On Wed, Mar 29, 2006 at 10:35:10AM -0800, Mingming Cao wrote:
> On Wed, 2006-03-29 at 11:13 +0200, Laurent Vivier wrote:
> >
> > You're right, Mingming.
> >
> > But I think instead of thinking to change "long" by "long long" we
> > should think about changing "long" by "unsigned long" in the per-cpu
> > counter structure.
> >
> > Is there someone knowing why this counter is signed ?
>
> I am wondering the same thing asked by Laurent. Initially I thought the
> signed value is there to prevent overflow, or to maintain a "int" type
> counters. Are those the intentions, kiran?
I don't know if the local counter version values can be unsigned in this
case. Consider a case like this with the initial counter value to be 0,
and FBC_BATCH is 32 (8cpusx4)
cpu 1 cpu 2 cpu 3
-------- ------- --------
add(10)
//local = 10 fbc = 0.
sub(5)
//local = -5 fbc = 0
add(31)
//local = 31 fbc = 0
sub(30)
//local = 0 fbc = -35
--------------->(A)
Now if the local counters were unsigned, and the global counters unsigned
too, counter read at A would result in a large value, which would mislead
the app. Maybe it doesn't matter if we use percpu_counter_exceeds at
critical places, so these get caught, but that would mean going on all cpus
more often than before..and that would also mean weird values when we just
use percpu_counter_read to print these counters.
So maybe using long long is a simpler solution here? Andrew, thoughts?
>
> But it seems the per cpu counters used in ext2/3 are all number of free
> blocks/inodes/directories. So it should be always positive values. It
> seems fine to change the percpu counters to type "unsigned long" for
> ext2/3 itself. But I am not sure if this will cause issues for other
> users of percpu counters. Kiran, could you please confirm this?
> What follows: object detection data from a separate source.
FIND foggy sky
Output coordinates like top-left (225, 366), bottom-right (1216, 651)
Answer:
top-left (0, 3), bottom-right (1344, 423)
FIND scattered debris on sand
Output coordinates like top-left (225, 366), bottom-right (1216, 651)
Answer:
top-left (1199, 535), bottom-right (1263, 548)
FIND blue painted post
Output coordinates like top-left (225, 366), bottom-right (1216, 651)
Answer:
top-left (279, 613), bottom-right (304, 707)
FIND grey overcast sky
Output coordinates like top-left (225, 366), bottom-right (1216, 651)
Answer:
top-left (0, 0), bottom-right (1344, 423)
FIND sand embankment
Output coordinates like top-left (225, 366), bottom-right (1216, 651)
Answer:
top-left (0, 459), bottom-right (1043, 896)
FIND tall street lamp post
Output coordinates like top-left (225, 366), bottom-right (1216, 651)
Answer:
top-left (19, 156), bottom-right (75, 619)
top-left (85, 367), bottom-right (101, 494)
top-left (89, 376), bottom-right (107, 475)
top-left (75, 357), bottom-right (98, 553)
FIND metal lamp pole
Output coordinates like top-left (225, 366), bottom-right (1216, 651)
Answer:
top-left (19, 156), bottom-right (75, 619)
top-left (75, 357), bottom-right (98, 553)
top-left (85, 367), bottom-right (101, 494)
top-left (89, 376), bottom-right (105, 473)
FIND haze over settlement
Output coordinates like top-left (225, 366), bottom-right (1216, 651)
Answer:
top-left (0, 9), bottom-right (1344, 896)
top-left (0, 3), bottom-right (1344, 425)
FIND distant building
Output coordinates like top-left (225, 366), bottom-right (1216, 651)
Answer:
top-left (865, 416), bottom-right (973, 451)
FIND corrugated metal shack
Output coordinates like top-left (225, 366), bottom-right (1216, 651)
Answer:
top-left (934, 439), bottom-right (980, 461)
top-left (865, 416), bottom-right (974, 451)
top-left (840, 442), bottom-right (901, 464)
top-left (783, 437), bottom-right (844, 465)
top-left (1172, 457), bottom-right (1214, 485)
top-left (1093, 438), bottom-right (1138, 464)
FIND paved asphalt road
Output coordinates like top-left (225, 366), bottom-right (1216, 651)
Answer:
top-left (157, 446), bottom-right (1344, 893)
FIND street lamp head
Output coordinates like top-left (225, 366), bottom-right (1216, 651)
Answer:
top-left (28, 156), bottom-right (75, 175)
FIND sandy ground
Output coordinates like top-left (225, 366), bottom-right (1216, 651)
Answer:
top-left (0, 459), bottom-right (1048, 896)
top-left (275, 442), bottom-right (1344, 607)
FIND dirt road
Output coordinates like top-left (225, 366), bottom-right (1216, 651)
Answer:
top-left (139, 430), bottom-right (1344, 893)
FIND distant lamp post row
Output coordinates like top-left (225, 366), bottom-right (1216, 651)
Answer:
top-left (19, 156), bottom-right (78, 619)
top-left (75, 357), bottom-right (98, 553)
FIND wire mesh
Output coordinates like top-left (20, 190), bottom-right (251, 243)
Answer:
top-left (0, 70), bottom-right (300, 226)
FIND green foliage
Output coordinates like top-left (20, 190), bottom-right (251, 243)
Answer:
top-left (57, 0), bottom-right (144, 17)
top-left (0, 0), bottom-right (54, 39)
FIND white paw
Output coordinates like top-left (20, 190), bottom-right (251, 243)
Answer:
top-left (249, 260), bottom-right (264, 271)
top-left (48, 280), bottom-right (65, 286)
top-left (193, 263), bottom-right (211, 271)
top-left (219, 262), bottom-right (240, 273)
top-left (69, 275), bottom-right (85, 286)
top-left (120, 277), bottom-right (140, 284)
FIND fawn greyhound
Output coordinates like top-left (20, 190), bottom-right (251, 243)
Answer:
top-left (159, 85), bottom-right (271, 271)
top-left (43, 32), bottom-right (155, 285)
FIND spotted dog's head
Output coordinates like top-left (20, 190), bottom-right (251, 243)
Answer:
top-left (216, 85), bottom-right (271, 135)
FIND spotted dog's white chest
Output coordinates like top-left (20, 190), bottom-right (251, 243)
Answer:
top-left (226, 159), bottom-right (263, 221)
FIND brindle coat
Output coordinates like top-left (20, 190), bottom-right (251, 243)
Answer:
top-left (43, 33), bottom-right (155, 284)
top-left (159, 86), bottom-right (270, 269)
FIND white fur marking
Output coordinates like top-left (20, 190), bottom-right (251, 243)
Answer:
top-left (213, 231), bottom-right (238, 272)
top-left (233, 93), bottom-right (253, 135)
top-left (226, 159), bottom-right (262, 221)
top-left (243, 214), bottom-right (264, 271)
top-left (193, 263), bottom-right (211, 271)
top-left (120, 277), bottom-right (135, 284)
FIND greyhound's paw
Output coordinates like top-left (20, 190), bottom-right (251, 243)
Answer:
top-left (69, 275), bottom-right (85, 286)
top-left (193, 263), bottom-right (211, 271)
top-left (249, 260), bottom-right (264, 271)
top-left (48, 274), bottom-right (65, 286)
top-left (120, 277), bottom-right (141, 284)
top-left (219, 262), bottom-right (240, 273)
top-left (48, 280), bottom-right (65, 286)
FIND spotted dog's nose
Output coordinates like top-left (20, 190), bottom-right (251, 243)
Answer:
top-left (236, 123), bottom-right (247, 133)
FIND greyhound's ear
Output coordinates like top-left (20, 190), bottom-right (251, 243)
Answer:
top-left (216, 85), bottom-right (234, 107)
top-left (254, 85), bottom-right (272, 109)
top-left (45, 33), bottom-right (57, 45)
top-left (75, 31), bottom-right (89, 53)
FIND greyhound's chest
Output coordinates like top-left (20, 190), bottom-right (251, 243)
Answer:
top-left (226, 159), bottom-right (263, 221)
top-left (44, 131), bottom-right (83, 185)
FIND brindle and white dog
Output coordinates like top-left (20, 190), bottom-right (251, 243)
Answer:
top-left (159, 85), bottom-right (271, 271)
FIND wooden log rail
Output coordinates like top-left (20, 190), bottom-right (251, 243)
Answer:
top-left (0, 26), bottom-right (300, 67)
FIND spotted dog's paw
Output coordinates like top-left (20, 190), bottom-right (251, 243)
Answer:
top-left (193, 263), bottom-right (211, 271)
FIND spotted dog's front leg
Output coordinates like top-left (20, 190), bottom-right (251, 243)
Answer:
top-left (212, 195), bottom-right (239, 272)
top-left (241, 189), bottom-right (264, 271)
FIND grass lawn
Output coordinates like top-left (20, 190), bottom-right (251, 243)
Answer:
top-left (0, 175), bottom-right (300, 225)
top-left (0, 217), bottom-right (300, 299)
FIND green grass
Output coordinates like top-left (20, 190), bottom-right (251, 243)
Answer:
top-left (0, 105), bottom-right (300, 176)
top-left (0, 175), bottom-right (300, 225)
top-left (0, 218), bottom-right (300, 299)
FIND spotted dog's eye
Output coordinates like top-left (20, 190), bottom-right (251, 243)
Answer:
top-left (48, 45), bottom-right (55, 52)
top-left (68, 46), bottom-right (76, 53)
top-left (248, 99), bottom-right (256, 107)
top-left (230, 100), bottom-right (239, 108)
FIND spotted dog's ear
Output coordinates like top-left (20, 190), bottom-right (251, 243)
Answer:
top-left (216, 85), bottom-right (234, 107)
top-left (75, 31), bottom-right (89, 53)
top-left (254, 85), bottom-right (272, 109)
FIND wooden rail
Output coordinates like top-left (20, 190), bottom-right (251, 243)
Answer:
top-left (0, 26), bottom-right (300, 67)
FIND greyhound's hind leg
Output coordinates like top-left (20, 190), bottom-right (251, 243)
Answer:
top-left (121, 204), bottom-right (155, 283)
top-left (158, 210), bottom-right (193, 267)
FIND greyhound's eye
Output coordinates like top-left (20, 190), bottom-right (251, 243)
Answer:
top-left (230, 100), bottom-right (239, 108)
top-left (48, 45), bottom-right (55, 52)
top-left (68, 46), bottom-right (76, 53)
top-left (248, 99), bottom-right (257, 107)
I guess most of the uses for per-cpu counters will be up counters, we don't
need the signedness if it wasn't for the issues above. The nr_files,
memory_allocated counters are up counters too.
Thanks,
Kiran
On Wed, 2006-03-29 at 12:00 -0800, Ravikiran G Thirumalai wrote:
> On Wed, Mar 29, 2006 at 10:35:10AM -0800, Mingming Cao wrote:
> > On Wed, 2006-03-29 at 11:13 +0200, Laurent Vivier wrote:
> > >
> > > You're right, Mingming.
> > >
> > > But I think instead of thinking to change "long" by "long long" we
> > > should think about changing "long" by "unsigned long" in the per-cpu
> > > counter structure.
> > >
> > > Is there someone knowing why this counter is signed ?
> >
> > I am wondering the same thing asked by Laurent. Initially I thought the
> > signed value is there to prevent overflow, or to maintain a "int" type
> > counters. Are those the intentions, kiran?
>
> I don't know if the local counter version values can be unsigned in this
> case. Consider a case like this with the initial counter value to be 0,
> and FBC_BATCH is 32 (8cpusx4)
>
> cpu 1 cpu 2 cpu 3
> -------- ------- --------
> add(10)
> //local = 10 fbc = 0.
> sub(5)
> //local = -5 fbc = 0
> add(31)
> //local = 31 fbc = 0
>
> sub(30)
> //local = 0 fbc = -35
> --------------->(A)
>
> Now if the local counters were unsigned, and the global counters unsigned
> too, counter read at A would result in a large value, which would mislead
> the app.
I was thinking to change the global count to "unsigned long", but we
still need to use signed value (long) for the per cpu counters(local
counter), as they are relative values and could be negative.
Something like this:
struct percpu_counter {
spinlock_t lock;
- long count;
+ unsigned long count;
long *counters;
};
This works for ext2/3, as the global value always initialized to some
positive value (e.g. the # of free blocks when the filesystem is
created). But I am concerned the current other two users of percpu
counters(nr_files in VFS and memory_allocated in network code), where
the global value could be initilized to 0, and will have the issue that
you just described.
> Maybe it doesn't matter if we use percpu_counter_exceeds at
> critical places, so these get caught, but that would mean going on all cpus
> more often than before..and that would also mean weird values when we just
> use percpu_counter_read to print these counters.
>
Wild suggestion, how about we don't update the global counter is the
result is negative?
> So maybe using long long is a simpler solution here? Andrew, thoughts?
>
> >
> > But it seems the per cpu counters used in ext2/3 are all number of free
> > blocks/inodes/directories. So it should be always positive values. It
> > seems fine to change the percpu counters to type "unsigned long" for
> > ext2/3 itself. But I am not sure if this will cause issues for other
> > users of percpu counters. Kiran, could you please confirm this?
>
> I guess most of the uses for per-cpu counters will be up counters, we don't
> need the signedness if it wasn't for the issues above. The nr_files,
> memory_allocated counters are up counters too.
>
Okey, that's good to know.
> Thanks,
> Kiran
On Wed, Mar 29, 2006 at 12:38:37PM -0800, Mingming Cao wrote:
> On Wed, 2006-03-29 at 12:00 -0800, Ravikiran G Thirumalai wrote:
> > On Wed, Mar 29, 2006 at 10:35:10AM -0800, Mingming Cao wrote:
> >
> Wild suggestion, how about we don't update the global counter is the
> result is negative?
You mean just keep the local version even below -FBC_BATCH
and only empty it to the global unsigned counter if the result is going to
be +ve? That would work I think.
Thanks,
Kiran